Table of Contents

Introduction

On XSEDE's Gordon resource at SDSC, we provide the myHadoop framework to allow users to dynamically provision Hadoop clusters within our traditional HPC cluster and run quick jobs. We have a page which explains how to run an end-to-end Hadoop job that sets up the transient Hadoop cluster, format HDFS, move input data in, run map/reduce, move data out, and terminate the Hadoop cluster, but I find this process is not very flexible.

For the purposes of testing mappers and reducers, doing a lot of smaller analyses, and debugging issues, I found that being able to establish a semi-persistent Hadoop cluster on a traditional HPC resource to be very useful in its own right. While one can feasibly do this on Amazon EC2, doing so is annoying and costs money (unlike XSEDE and FutureGrid, which are free). I wanted to just get a Hadoop cluster running so that I could prototype code and learn features, and the process is quite simple. This page describes how to create a semi-persistent Hadoop cluster on a traditional HPC resource like SDSC's Gordon supercomputer, and by semi-persistent, I mean that the Hadoop cluster will run for as long as you tell it to rather than just for the lifetime of a single map/reduce job. In addition, some systems will allow you to submit map/reduce jobs to it remotely from the supercomputer's login node, much like you would submit regular batch jobs.

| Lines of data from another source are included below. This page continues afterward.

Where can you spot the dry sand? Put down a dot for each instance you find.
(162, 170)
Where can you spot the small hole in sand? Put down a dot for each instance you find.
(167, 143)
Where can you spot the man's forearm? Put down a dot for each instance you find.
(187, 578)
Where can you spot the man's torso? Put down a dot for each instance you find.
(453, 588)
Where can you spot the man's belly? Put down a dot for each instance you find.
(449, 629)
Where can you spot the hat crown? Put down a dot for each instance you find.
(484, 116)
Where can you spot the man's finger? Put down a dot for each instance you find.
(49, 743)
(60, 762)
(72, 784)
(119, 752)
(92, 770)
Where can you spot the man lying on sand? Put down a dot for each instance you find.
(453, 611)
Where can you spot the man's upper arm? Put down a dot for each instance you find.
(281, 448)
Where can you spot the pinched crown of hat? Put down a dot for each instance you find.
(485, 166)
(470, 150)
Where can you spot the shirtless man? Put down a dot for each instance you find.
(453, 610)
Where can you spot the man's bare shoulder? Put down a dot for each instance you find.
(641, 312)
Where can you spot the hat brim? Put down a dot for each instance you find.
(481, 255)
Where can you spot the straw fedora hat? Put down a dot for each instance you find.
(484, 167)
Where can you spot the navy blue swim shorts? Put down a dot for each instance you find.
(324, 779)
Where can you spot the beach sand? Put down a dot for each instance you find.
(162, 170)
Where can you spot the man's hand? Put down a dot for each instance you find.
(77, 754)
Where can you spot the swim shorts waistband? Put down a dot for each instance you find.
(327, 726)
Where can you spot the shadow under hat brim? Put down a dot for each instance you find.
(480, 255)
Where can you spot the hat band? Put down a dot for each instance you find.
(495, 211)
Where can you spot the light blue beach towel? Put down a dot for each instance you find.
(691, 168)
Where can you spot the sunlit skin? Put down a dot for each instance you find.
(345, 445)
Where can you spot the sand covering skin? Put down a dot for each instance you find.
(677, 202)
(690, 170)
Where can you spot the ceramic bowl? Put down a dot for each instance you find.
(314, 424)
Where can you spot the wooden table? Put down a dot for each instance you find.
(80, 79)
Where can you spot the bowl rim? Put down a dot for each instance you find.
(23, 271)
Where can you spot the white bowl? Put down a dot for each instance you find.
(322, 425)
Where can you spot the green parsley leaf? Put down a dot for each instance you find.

I've spun up these Hadoop clusters on both XSEDE/SDSC Gordon and several FutureGrid machines, all of which come with myHadoop preconfigured. However Hadoop is beautifully portable, and myHadoop is a simple set of script wrappers that utilize this portability. If you're interested in trying Hadoop on your own cluster environment, I've released a newer version of myHadoop and an accompanying guide on Deploying Hadoop on Traditional Supercomputers to simplify the task.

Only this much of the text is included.